I saw nothing in England's autumn performances that impressed me (their 30-6 defeat of Australia was hugely flattering) and the fact that Dylan Hartley retains the captaincy after playing like a dog for most of the season is laughable.
Will Greenwood said recently that, aside from his coach, only Hartley’s mother would pick him on form at the moment. Few would argue.
I suspect that the rest of the England players know this deep down, too, for all he is apparently well-liked and respected in the squad. On current form he is lucky to even be starting for his club, and this could fester as the campaign develops if he doesn’t quickly begin to earn his stripes. Eddie may have to make a big call sooner rather than later.
They will be keen to get Ben Te’o back into the fold as soon as possible - he has returned from a personal Australian training camp, though Italy at the weekend maybe will come too soon - as he gives them a bit of a biff and X-factor at centre but evens England? No thanks.
I fancy they will be solid, but not spectacular, and eminently beatable in their tougher fixtures.
If you are playing at the top end of the market then Ireland are probably the better bet at 15/8 as, even in the absence of the likes of Jamie Heaslip, Sean O’Brien, Garry Ringrose and Jared Payne to name just four of those sidelined, their squad still has a very powerful look to it.
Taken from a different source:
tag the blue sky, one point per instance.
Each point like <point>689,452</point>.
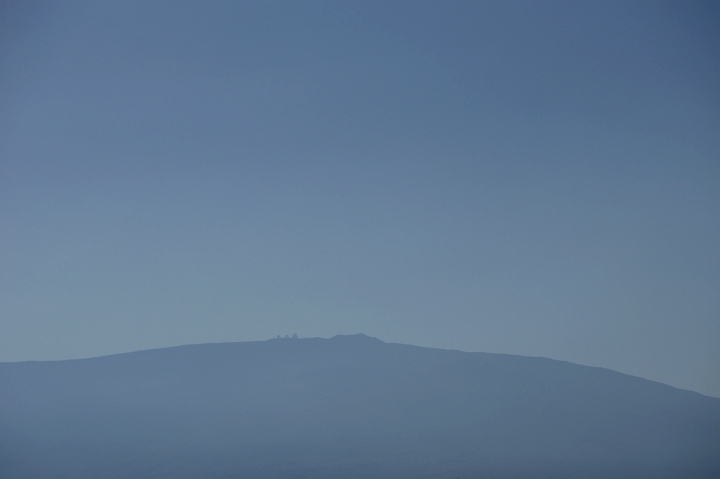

Actually, there is no probably about it.
They are set to face a Parra-less France first up in Paris on Saturday and then have three successive home games against Italy, Wales and Scotland before yet another final-weekend interlude with England at Twickenham.
In fact, I think you can make a very good case for Ireland being favourites from the outset in this tournament, especially with my trading hat on, so I am not going to put anyone off them at 15/8 (or 7/2 for Triple Crown and 9/2 for Grand Slam). Get past France and they will be tournament favourites, all right. In my book, anyway, and that’s all that counts.
At this stage, though, the one team that is intriguing at the prices is Wales. The 20/1 doing the rounds in three places really is a tempter.
Now, their injury list really is as bad as it gets in the threequarters – you name him, he is injured, especially if he normally has a 10 on his back – but this is where Warren Gatland will earn his coaching corn, starting with a near pick ‘em game against Scotland at home.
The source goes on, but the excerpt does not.